Showing posts with label donald barthelme. Show all posts
Showing posts with label donald barthelme. Show all posts

Saturday, 28 July 2007

Barthelme's reading list

Oh, I am slow at keeping up with the comments on old posts and have only just seen this link. It's very good fun.
And what a reading list. Useless in some ways, fantastic in others.
That would also apply to Kim Herzinger, of course, who is yet to get in touch with me.

Thursday, 21 June 2007

Kim Herzinger

comments on Donald Barthelme's soups, then asks me to get in touch through his website. Which isn't working. The wonderful news he brings is that more Barthelme is coming. Flying to America: 45 More Stories is to be published by Shoemaker & Hoard soon. And Kim, if your news includes the fact that you're in Greenwich Village now, as Google suggests you may be, I shall be furious. I was there last week, and could have popped in to see you.

Tuesday, 19 June 2007

Breakfast in America

The only tolerable meal possible there. Except for the coffee, which isn't. Well of course that is overstatement, but though a good hamburger and chips is a fine thing, you don't want to eat it very often. But there is nothing else that isn't ruined in some way. Jumbo shrimp. Yes please. With a blue cheese and honey mustard remoulade dipping sauce? No thank you. You want cheese with that? Certainly not. You don't seriously call that cheese, do you?
But I love America and Americans. They are very polite and kind and open people, as I agreed this evening with my friend Harry Mount, the well-known Latin lover.
I have had passed on to me by Richard Hyfler, an American friend, some of the reading list which Donald Barthelme gave him when he was a student of his. The students all read it expecting to be asked about it at some point. They never were. Here they are.

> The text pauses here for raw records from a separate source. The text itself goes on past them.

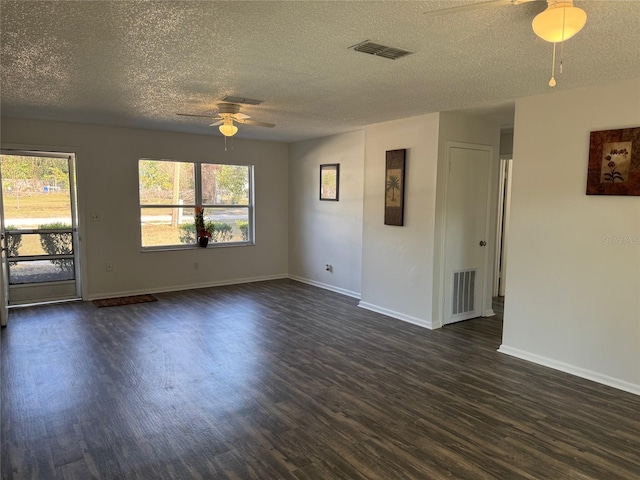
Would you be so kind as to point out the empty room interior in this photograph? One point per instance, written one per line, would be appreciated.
(320, 239)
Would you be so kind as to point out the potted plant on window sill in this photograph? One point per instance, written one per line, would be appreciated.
(204, 230)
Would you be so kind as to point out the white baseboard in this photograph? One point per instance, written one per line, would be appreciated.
(400, 316)
(326, 286)
(177, 288)
(572, 369)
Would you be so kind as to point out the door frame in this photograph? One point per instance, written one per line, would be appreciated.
(439, 260)
(69, 154)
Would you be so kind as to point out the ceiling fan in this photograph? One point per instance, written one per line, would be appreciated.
(227, 114)
(559, 22)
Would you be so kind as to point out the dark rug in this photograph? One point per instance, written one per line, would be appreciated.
(115, 302)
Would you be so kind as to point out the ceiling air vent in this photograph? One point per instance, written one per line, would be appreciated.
(242, 100)
(385, 51)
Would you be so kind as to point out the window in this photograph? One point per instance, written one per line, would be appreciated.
(170, 191)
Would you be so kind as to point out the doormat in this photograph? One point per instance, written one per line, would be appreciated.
(115, 302)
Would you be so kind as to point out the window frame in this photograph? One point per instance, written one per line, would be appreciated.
(198, 194)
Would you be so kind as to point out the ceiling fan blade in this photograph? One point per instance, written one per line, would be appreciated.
(200, 116)
(247, 121)
(474, 6)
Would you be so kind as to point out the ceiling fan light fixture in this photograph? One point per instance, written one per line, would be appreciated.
(559, 22)
(228, 129)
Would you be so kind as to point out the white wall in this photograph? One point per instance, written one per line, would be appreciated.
(573, 297)
(107, 171)
(327, 232)
(477, 131)
(397, 262)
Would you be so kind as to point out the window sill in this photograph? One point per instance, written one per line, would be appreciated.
(175, 248)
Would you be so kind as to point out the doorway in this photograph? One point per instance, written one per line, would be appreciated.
(39, 227)
(466, 232)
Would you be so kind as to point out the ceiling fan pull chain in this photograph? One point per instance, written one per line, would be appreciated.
(552, 82)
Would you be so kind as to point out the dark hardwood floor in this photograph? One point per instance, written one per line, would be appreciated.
(281, 380)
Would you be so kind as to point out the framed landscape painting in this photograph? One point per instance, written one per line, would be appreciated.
(614, 162)
(330, 181)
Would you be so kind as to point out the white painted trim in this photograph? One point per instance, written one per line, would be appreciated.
(506, 220)
(499, 223)
(326, 286)
(400, 316)
(192, 286)
(571, 369)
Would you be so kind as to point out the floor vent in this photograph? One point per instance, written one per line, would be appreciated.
(378, 50)
(464, 282)
(242, 100)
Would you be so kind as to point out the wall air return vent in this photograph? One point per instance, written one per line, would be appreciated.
(385, 51)
(463, 292)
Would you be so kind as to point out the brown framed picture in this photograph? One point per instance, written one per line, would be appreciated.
(394, 188)
(330, 181)
(614, 162)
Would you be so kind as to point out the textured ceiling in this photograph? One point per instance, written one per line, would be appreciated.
(138, 63)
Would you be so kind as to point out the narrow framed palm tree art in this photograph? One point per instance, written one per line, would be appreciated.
(394, 188)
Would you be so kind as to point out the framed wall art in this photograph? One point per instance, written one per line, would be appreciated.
(330, 182)
(614, 162)
(394, 188)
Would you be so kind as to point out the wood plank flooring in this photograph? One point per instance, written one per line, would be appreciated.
(281, 380)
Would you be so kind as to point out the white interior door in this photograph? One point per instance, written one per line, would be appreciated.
(466, 232)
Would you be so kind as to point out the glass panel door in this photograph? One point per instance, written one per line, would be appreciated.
(39, 226)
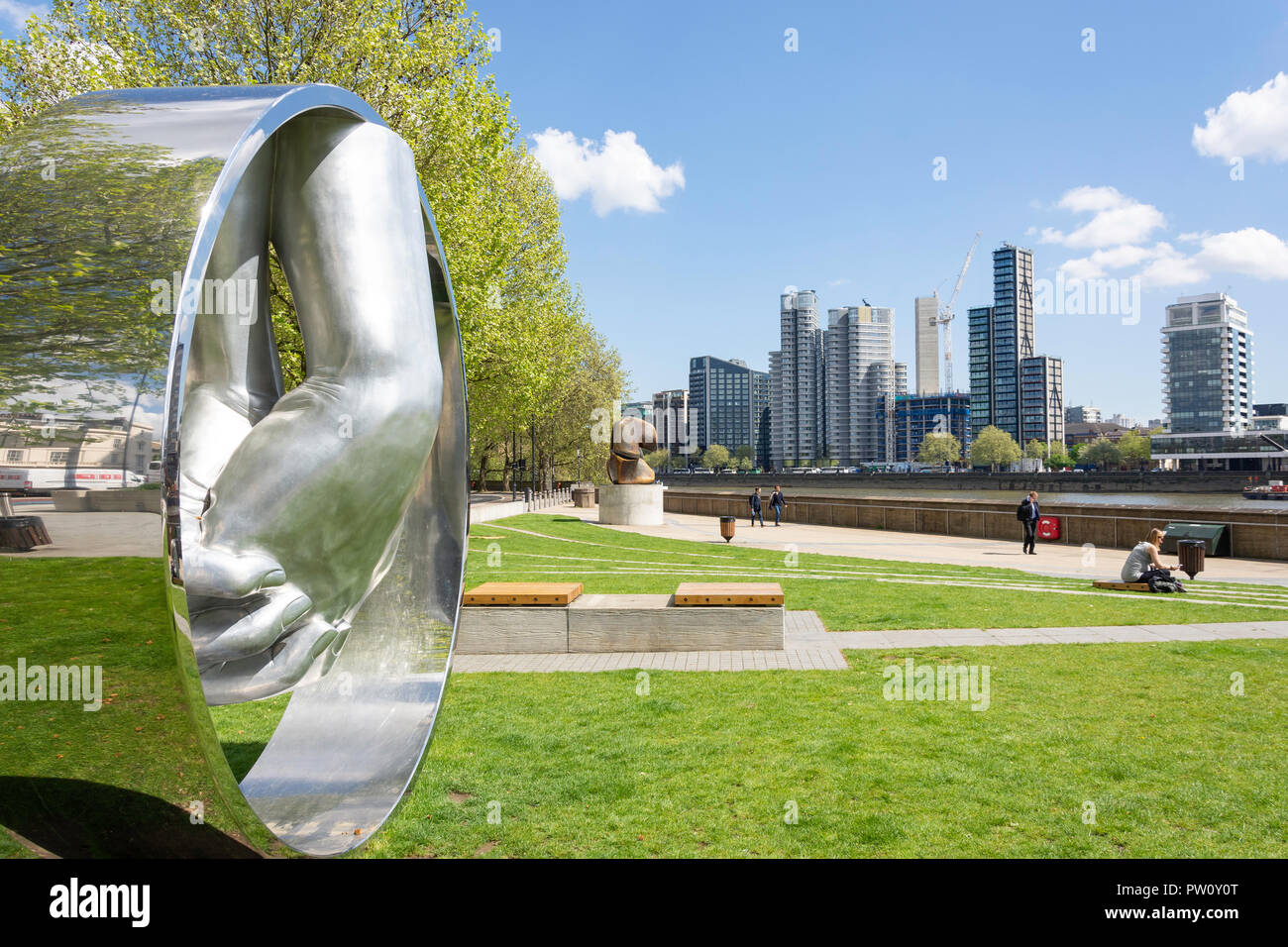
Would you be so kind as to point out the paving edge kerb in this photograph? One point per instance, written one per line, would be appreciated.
(809, 647)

Little Disturbances of Man, Grace Paley
One Hundred Years of Solitude, Marquez
Watt, Beckett
The Marquise of O, von Kleist
The Vintage Rabelais
At Swim Two Birds, Flann O'Brien

Not a surprising list, really. That'll make up for the recommendations having been few and far between recently. I'll try to be more diligent.

Science fiction news: Telegraph roundup coming. I will post a link when it comes out. Saw Jon Courtney Grimwood this evening. He has been to Mexico, because he is writing about the poem that Paradise Lost was going to be. Am about to start The Dreaming Void, by Peter F Hamilton, because it's out in August, and it will probably take that long, because I can't read more than about 950 pages a day. He can write that in an hour.

This is pointless except in my continuing bid to look more like Philip K Dick and show off the silly things you can do with my new computer. It will have to do until I can get Richard Linklater to Rotoscope me.



Lunch was Chinese noodles and tea.
Dinner was a beef and watercress sandwich.

I'm listening to: thunder.

Wednesday, 30 May 2007

Donald Barthelme's Fine Homemade Soups

This is all very well, you are thinking, but we've heard far too much about books on this blog recently, and not enough about food. Well, I have come back from Paris now, and I can report that the aligot, the tapenade, the goat's cheese, the boudins and sausages, the puy lentils, the brioche, the chocolate mousse, the celeriac remoulade, the terrines, the cuisse de lapin, &c, etc (or ktl, for the Greek fans) continue to give uniform satisfaction. Ditto the Chinese food. Duck and noodles.

But we can have literature AND lunch. We are in the business of feeding both the mind and the body. I have a longstanding interest and expertise in soup. Here is one of the blog's great heroes on the subject:

My fine homemade soups are interesting, economical and tasty. To make them, one proceeds in the following way:

FINE HOMEMADE LEEK SOUP

Take one package Knorr Leek Soupmix. Prepare as directed. Take two live leeks. Chop leeks into quarter-inch rounds. Throw into Soupmix. Throw in 1/2 cup Tribuno Dry Vermouth. Throw in chopped parsley. Throw in some amount of salt and a heavy bit of freshly ground pepper. Eat with good-quality French bread, dipped repeatedly in soup.

FINE HOMEMADE MUSHROOM SOUP

Take one package knorr Mushroom Soupmix. Prepare as directed. Take four large mushrooms. Slice. Throw into Soupmix. Throw in 1/2 cup Tribuno Dry Vermouth, parsley, salt, pepper. Stick bread as above into soup at intervals. Buttering bread enhances taste of the whole.

FINE HOMEMADE CHICKEN SOUP

Take Knorr Chicken Soupmix, prepare as directed, throw in leftover chicken, duck or goose as available. Add enhancements as above.

You can read the other recipe (Oxtail Soup, singled out by Thomas Pynchon, who concedes that Barthelme's burgoo is "a notable moment in chef psychopathology") and the Don's instructions for breakfast, lunch and "Superb dinner for 60" (with input from the Arkansas Department of Corrections, Food Services Division) in The Teachings of Don B, edited by Kim Herzinger (Turtle Bay Books, 1992).

If you clear your plates, I will let you have Anthony Powell's recipe for curry.